About 31 percent of smartphones are affected
Given how widespread these chips are, it's estimated that 31 percent of the world's smartphones are vulnerable to this attack. Attackers could gain access to a device's call and SMS history, as well as eavesdrop on a user's conversation. ARS Technica
writes Qualcomm has issued a patch but the implementation of these fixes will likely take a lot of time.
The vulnerability is tracked as CVE-2020-11292. Check Point discovered it by using a process known as fuzzing, which exposed the chip system to unusual inputs in an attempt to find bugs in the firmware. Thursday’s research provides a deep dive into the inner workings of the chip system and the general outline they used to exploit the vulnerability.
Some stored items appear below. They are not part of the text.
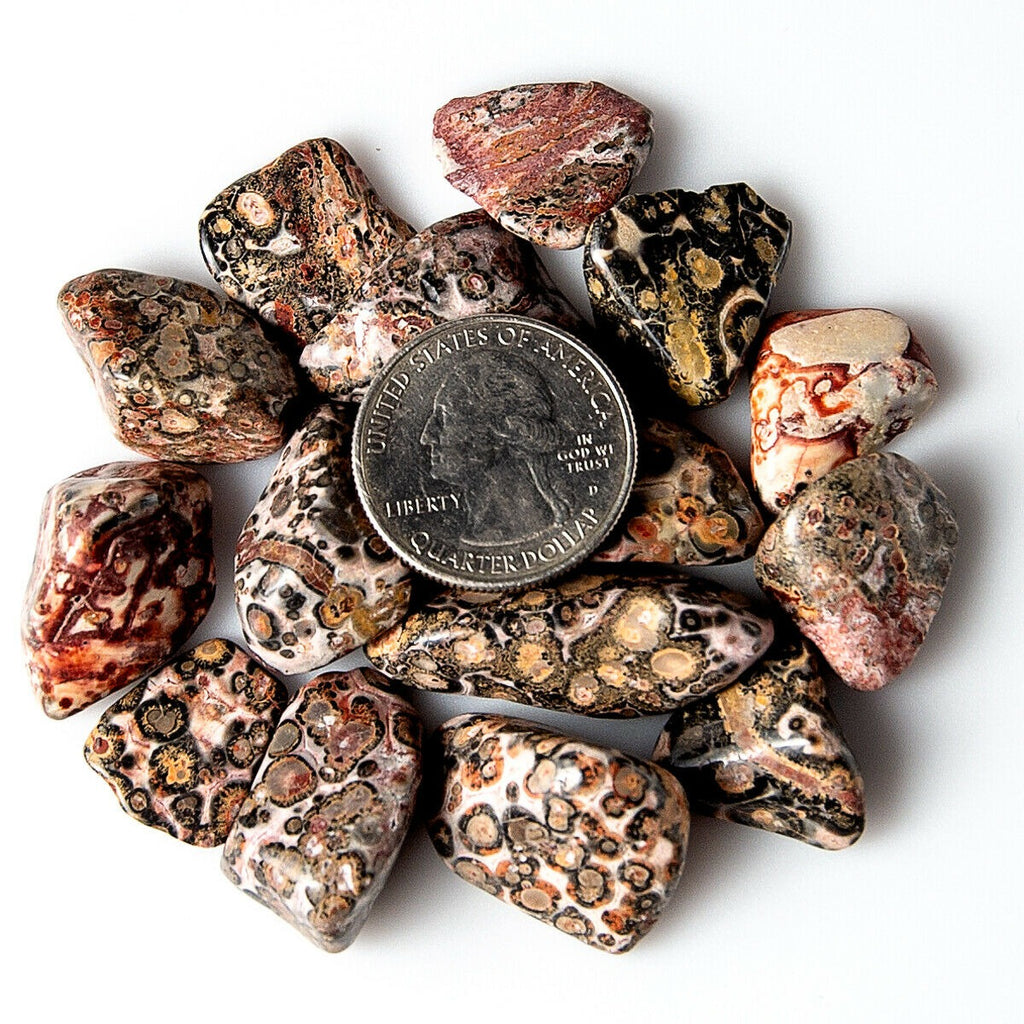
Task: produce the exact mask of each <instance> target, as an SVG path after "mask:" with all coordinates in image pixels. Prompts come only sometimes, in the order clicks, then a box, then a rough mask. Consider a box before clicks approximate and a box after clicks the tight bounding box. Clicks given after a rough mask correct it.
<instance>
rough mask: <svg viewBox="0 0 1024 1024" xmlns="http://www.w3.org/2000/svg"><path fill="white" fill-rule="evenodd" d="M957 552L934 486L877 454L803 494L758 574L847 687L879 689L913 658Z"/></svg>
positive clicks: (765, 531)
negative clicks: (850, 686) (790, 614)
mask: <svg viewBox="0 0 1024 1024" xmlns="http://www.w3.org/2000/svg"><path fill="white" fill-rule="evenodd" d="M955 547H956V517H955V514H954V513H953V510H952V508H950V506H949V502H948V500H947V499H946V497H945V495H943V494H942V492H941V490H939V488H938V487H937V486H936V485H935V483H934V482H933V480H932V479H931V477H930V476H928V474H927V473H925V472H924V470H922V469H921V468H920V467H918V466H915V465H914V464H913V463H912V462H910V461H909V460H908V459H904V458H903V457H902V456H898V455H893V454H891V453H876V454H873V455H866V456H862V457H861V458H860V459H854V460H852V461H851V462H847V463H844V464H843V465H842V466H840V467H838V468H837V469H834V470H833V471H831V472H830V473H828V474H827V475H825V476H822V477H821V478H820V479H818V480H815V481H814V482H813V483H811V484H809V485H808V486H807V488H806V489H805V490H802V492H801V493H800V494H799V495H798V496H797V497H796V499H794V501H793V503H792V504H791V505H790V506H788V508H786V509H785V510H784V511H783V512H782V513H781V515H780V516H779V517H778V519H776V520H775V522H774V523H772V525H771V526H769V527H768V529H767V530H766V531H765V536H764V538H763V539H762V541H761V545H760V547H759V548H758V552H757V555H756V557H755V563H754V571H755V574H756V577H757V581H758V583H759V584H760V585H761V588H762V589H763V590H764V591H765V593H767V594H768V595H769V596H770V597H773V598H774V599H775V600H776V601H778V602H779V603H780V604H781V605H782V607H783V608H785V610H786V611H787V612H788V613H790V614H791V615H792V616H793V618H794V621H795V622H796V624H797V626H798V627H799V628H800V631H801V632H802V633H803V634H804V636H806V637H807V638H808V639H809V640H811V641H812V642H813V643H814V644H815V645H816V646H817V648H818V650H820V651H821V653H822V654H823V655H824V656H825V658H826V660H827V662H828V664H829V665H830V666H831V667H833V668H834V669H835V670H836V672H837V674H838V675H839V676H840V677H841V678H842V679H843V680H844V681H845V682H847V683H849V684H850V686H852V687H854V688H855V689H858V690H877V689H879V687H881V686H884V685H885V684H886V683H888V682H890V681H891V680H892V679H893V678H894V677H895V676H898V675H899V674H900V673H901V672H902V671H903V670H904V669H905V668H906V667H907V666H908V665H909V664H910V662H911V660H912V659H913V656H914V654H915V653H916V652H918V648H919V647H920V646H921V644H922V642H923V641H924V639H925V635H926V634H927V633H928V628H929V627H930V626H931V624H932V620H933V618H934V617H935V613H936V611H938V609H939V604H940V603H941V601H942V592H943V590H944V589H945V586H946V581H947V580H948V578H949V571H950V568H951V567H952V561H953V552H954V550H955Z"/></svg>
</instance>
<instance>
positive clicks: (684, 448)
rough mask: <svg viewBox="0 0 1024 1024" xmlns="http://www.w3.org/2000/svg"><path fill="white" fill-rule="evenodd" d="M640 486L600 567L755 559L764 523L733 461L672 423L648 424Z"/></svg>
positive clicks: (638, 467)
mask: <svg viewBox="0 0 1024 1024" xmlns="http://www.w3.org/2000/svg"><path fill="white" fill-rule="evenodd" d="M637 451H638V464H637V480H636V483H635V484H634V485H633V493H632V494H631V495H630V499H629V502H628V504H627V506H626V510H625V511H624V512H623V516H622V519H621V520H620V525H618V527H617V528H616V529H615V530H614V532H613V534H612V536H611V539H610V540H609V541H608V542H607V543H606V544H605V545H604V547H603V548H602V549H601V551H599V552H598V553H597V554H596V555H594V556H593V558H594V560H595V561H599V562H657V563H663V564H667V565H713V564H717V563H721V562H735V561H741V560H742V559H744V558H750V557H751V556H752V555H753V554H754V552H755V550H756V548H757V545H758V541H760V540H761V535H762V534H763V532H764V520H763V519H762V517H761V512H760V511H759V510H758V506H757V503H756V502H755V501H754V500H753V499H752V498H751V493H750V490H748V488H746V484H744V483H743V481H742V479H741V478H740V476H739V473H737V472H736V467H735V466H734V465H733V464H732V460H731V459H730V458H729V457H728V455H726V453H725V452H724V451H722V449H720V447H719V446H718V445H717V444H716V443H715V442H714V441H713V440H711V438H710V437H706V436H705V435H703V434H701V433H700V432H699V431H697V430H693V429H692V428H690V427H684V426H682V425H681V424H678V423H672V422H670V421H668V420H660V419H649V420H647V421H646V422H645V423H644V424H642V425H641V427H640V430H639V437H638V443H637Z"/></svg>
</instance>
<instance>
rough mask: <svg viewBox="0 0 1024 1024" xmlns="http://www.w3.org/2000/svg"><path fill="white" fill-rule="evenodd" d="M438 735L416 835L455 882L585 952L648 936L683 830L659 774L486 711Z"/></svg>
mask: <svg viewBox="0 0 1024 1024" xmlns="http://www.w3.org/2000/svg"><path fill="white" fill-rule="evenodd" d="M438 738H439V746H440V757H441V763H442V766H443V780H442V786H441V794H440V800H439V807H438V810H437V812H436V814H435V815H434V817H433V819H432V820H431V821H430V823H429V825H428V829H429V833H430V838H431V840H432V841H433V844H434V848H435V849H436V850H437V852H438V854H440V856H441V857H442V858H443V860H444V862H445V863H446V864H447V865H449V867H451V868H452V870H453V871H455V873H456V874H458V876H459V877H460V878H461V879H464V880H465V881H466V882H469V883H471V884H472V885H474V886H476V887H477V888H478V889H482V890H483V891H484V892H486V893H489V894H490V895H492V896H496V897H498V899H500V900H502V901H503V902H504V903H507V904H509V905H510V906H516V907H518V908H519V909H520V910H524V911H525V912H526V913H528V914H529V915H530V916H531V918H534V919H535V920H536V921H543V922H545V923H546V924H548V925H552V926H554V927H555V928H557V929H558V931H560V932H563V933H564V934H566V935H571V936H572V937H573V938H577V939H579V940H580V941H582V942H585V943H587V945H589V946H592V947H593V948H595V949H603V950H605V951H607V952H612V953H622V952H626V951H627V950H629V949H632V948H633V947H634V946H635V945H636V944H637V942H639V941H640V939H641V938H643V936H644V935H646V934H647V932H648V931H650V929H651V927H652V926H653V925H654V923H655V921H656V920H657V916H658V914H659V913H660V912H662V909H663V908H664V906H665V904H666V902H667V901H668V899H669V897H670V896H671V895H672V893H673V890H674V889H675V887H676V884H677V883H678V881H679V876H680V871H681V870H682V868H683V863H684V861H685V857H686V842H687V837H688V834H689V811H688V809H687V804H686V796H685V794H684V793H683V790H682V786H680V784H679V783H678V782H677V781H676V779H675V778H673V776H672V775H671V774H669V772H667V771H665V770H664V769H662V768H659V767H658V766H657V765H654V764H649V763H648V762H646V761H640V760H638V759H637V758H633V757H630V756H629V755H627V754H622V753H620V752H618V751H615V750H608V749H605V748H601V746H595V745H594V744H592V743H588V742H585V741H584V740H581V739H573V738H570V737H568V736H563V735H559V734H558V733H556V732H552V731H549V730H548V729H544V728H542V727H540V726H537V725H534V724H532V723H531V722H524V721H521V720H519V719H508V718H502V717H500V716H497V715H464V716H462V717H460V718H456V719H453V720H452V721H450V722H447V723H445V724H444V725H443V726H441V729H440V731H439V737H438Z"/></svg>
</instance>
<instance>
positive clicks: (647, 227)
mask: <svg viewBox="0 0 1024 1024" xmlns="http://www.w3.org/2000/svg"><path fill="white" fill-rule="evenodd" d="M788 244H790V221H788V219H787V218H786V216H785V215H784V214H783V213H780V212H779V211H778V210H775V209H773V208H772V207H770V206H769V205H768V204H767V203H765V201H764V200H763V199H762V198H761V197H760V196H758V195H757V193H755V191H754V189H753V188H751V187H750V186H749V185H745V184H729V185H714V186H713V187H711V188H709V189H707V191H703V193H691V191H683V190H682V189H679V188H674V189H669V190H667V191H658V193H648V194H646V195H641V196H626V197H625V198H624V199H622V200H621V201H620V202H618V203H616V204H615V205H614V206H613V207H612V208H611V209H610V210H609V211H608V212H607V213H605V214H603V215H602V216H600V217H598V218H597V219H596V220H595V221H594V223H593V224H592V225H591V227H590V230H589V231H588V233H587V244H586V247H585V249H584V276H585V278H586V281H587V289H588V292H589V294H590V301H591V305H592V306H593V309H594V316H595V317H596V319H597V321H598V324H599V326H603V327H605V328H606V329H607V330H608V331H609V332H613V333H614V334H616V335H617V337H618V338H620V339H621V340H622V341H623V342H625V343H627V344H629V345H632V346H634V347H635V346H637V345H639V346H642V347H643V349H644V350H646V352H647V353H648V355H649V356H650V359H651V361H652V362H653V364H654V365H655V367H656V368H658V371H659V372H660V373H662V374H664V375H665V377H666V378H667V380H668V384H669V386H670V387H671V388H672V390H673V391H674V392H675V393H676V394H677V395H679V396H680V397H681V398H682V399H683V400H684V401H685V402H686V403H687V404H689V406H695V407H703V406H712V404H715V403H716V402H719V401H722V399H724V398H726V397H727V396H728V394H729V392H730V391H731V390H732V386H733V384H734V383H735V380H736V376H737V374H738V373H739V370H740V367H741V366H742V362H743V358H744V356H745V354H746V352H748V350H749V348H750V347H751V345H752V344H753V342H754V339H755V337H756V336H757V334H758V331H759V329H760V326H761V315H762V313H763V312H764V309H765V306H766V305H767V304H768V298H769V296H770V295H771V290H772V288H773V286H774V284H775V279H776V275H777V274H778V271H779V269H780V268H781V265H782V262H783V260H784V258H785V254H786V249H787V247H788Z"/></svg>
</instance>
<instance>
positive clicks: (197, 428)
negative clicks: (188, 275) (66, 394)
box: [58, 270, 298, 463]
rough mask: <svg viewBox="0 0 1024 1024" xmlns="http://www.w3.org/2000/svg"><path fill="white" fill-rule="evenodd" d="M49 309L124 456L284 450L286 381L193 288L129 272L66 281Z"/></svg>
mask: <svg viewBox="0 0 1024 1024" xmlns="http://www.w3.org/2000/svg"><path fill="white" fill-rule="evenodd" d="M58 301H59V306H60V312H61V316H62V318H63V324H65V329H66V330H67V332H68V336H69V337H70V338H71V340H72V342H73V343H74V345H75V347H76V348H77V349H78V352H79V355H81V356H82V359H83V361H84V362H85V365H86V367H87V368H88V370H89V373H90V374H91V375H92V380H93V383H94V384H95V386H96V391H97V393H98V394H99V399H100V401H101V402H102V406H103V412H104V413H105V414H106V417H108V419H109V420H110V421H111V425H112V426H113V427H114V432H115V433H116V434H117V437H118V439H119V440H120V441H122V442H123V443H124V444H127V445H128V447H130V449H133V450H134V451H135V452H138V453H139V454H140V455H147V456H151V457H152V458H154V459H169V460H171V461H178V462H218V463H227V462H243V461H245V460H248V459H261V458H263V457H264V456H267V455H269V454H270V453H271V452H276V451H278V449H280V447H281V445H282V444H284V443H285V438H286V437H287V436H288V430H289V428H290V427H291V425H292V424H291V422H290V421H291V409H292V406H293V403H294V401H295V399H296V397H297V396H298V384H297V382H296V379H295V372H294V370H293V369H292V365H291V362H290V361H289V359H288V356H287V355H286V354H285V353H284V352H283V351H281V349H280V348H279V347H278V346H276V344H275V343H274V342H272V341H271V340H270V339H269V338H267V337H266V335H265V334H264V333H263V328H262V327H261V326H260V324H259V322H258V321H257V319H256V318H255V317H254V316H252V315H250V314H249V313H248V312H246V310H245V309H243V308H241V306H237V305H236V304H234V303H233V302H228V301H227V300H225V299H224V297H223V296H220V295H215V294H214V293H213V292H211V291H210V290H209V289H207V288H203V287H202V286H201V285H194V284H191V283H190V282H187V281H178V280H176V279H175V278H167V276H157V275H155V274H151V273H141V272H139V271H136V270H96V271H95V272H94V273H87V274H85V275H84V276H81V278H76V279H75V280H74V281H71V282H69V283H68V284H67V285H65V287H63V288H62V289H61V290H60V296H59V300H58Z"/></svg>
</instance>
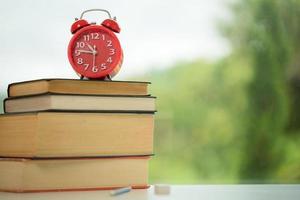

The research is a reminder that phones and other modern-day computing devices are actually a collection of dozens if not hundreds of interconnected computing devices. While successfully infecting individual chips typically requires nation-state-level hacking resources, the feat would allow an attacker to run malware that couldn’t be detected without time and money.
In the meantime, it's unclear which phones are vulnerable and which ones are not. Many older smartphones are unlikely to get a fix.